The best suitable time to trade in terms of the Dragonfly Doji pattern with candlesticks is in case it occurs after an obvious downtrend, preferably at or close to a powerful support line, and it is pursued by a bullish intervention candle. Such an arrangement implies that the selling pressure is fading and buyers are gaining momentum, and therefore, there is a probability of a breach of trend.
The time is better to wait till the next trading session opens and a bullish candle closes above the high of the Dragonfly Doji. This validation assists in eliminating misleading cues. Do not trade the pattern in sideways markets or in isolation since the Dragonfly Doji only indicates indecision as opposed to direction.

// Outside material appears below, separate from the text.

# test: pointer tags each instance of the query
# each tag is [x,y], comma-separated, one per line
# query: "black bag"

The trading strategy of the Dragonfly Doji is aimed at identifying a pattern that is clouded with a downtrend, and as a result, it is an indicator of a possible bullish reversal. Traders are awaiting a confirmation candle that closes above the Doji high before taking a long position and setting the stop-loss just beneath the low of the Doji. Conversely, the Gravestone Doji follows an upward trend pattern and indicates that a bearish reversal might come.
A short position may be taken once a bearish candle confirms the pattern and closes below the low of the Doji, and the stop-loss is placed above the Doji high. In both scenarios, confirmation becomes a prerequisite, and the patterns are most effective when they form within the close vicinity of important support or resistance areas.
The Gravestone Doji is the opposite of the Dragonfly Doji candlestick pattern. Though both the Dragonfly Doji and the Gravestone Doji are made with long lower shadows, the former indicates a possible bullish reversal, whereas the latter has a long upper shadow and the close, open and low prices quite close, meaning that it indicates that there might be some bearish reversal, particularly following an uptrend.
It shows considerable selling pressure as people had moved the price higher throughout the session, but were not able to sustain the gains at the end of the session.
Dragonfly Doji is usually called a bullish candlestick pattern, particularly when it is found following a downtrend. It indicates that sellers put it lower in the session, but it was raised by buyers to near the beginning point. Such a change of momentum indicates that buying pressure is resurging and can therefore be viewed as leading to a bullish reversal but confirmation should be sought by the subsequent candle before acting upon any such signal.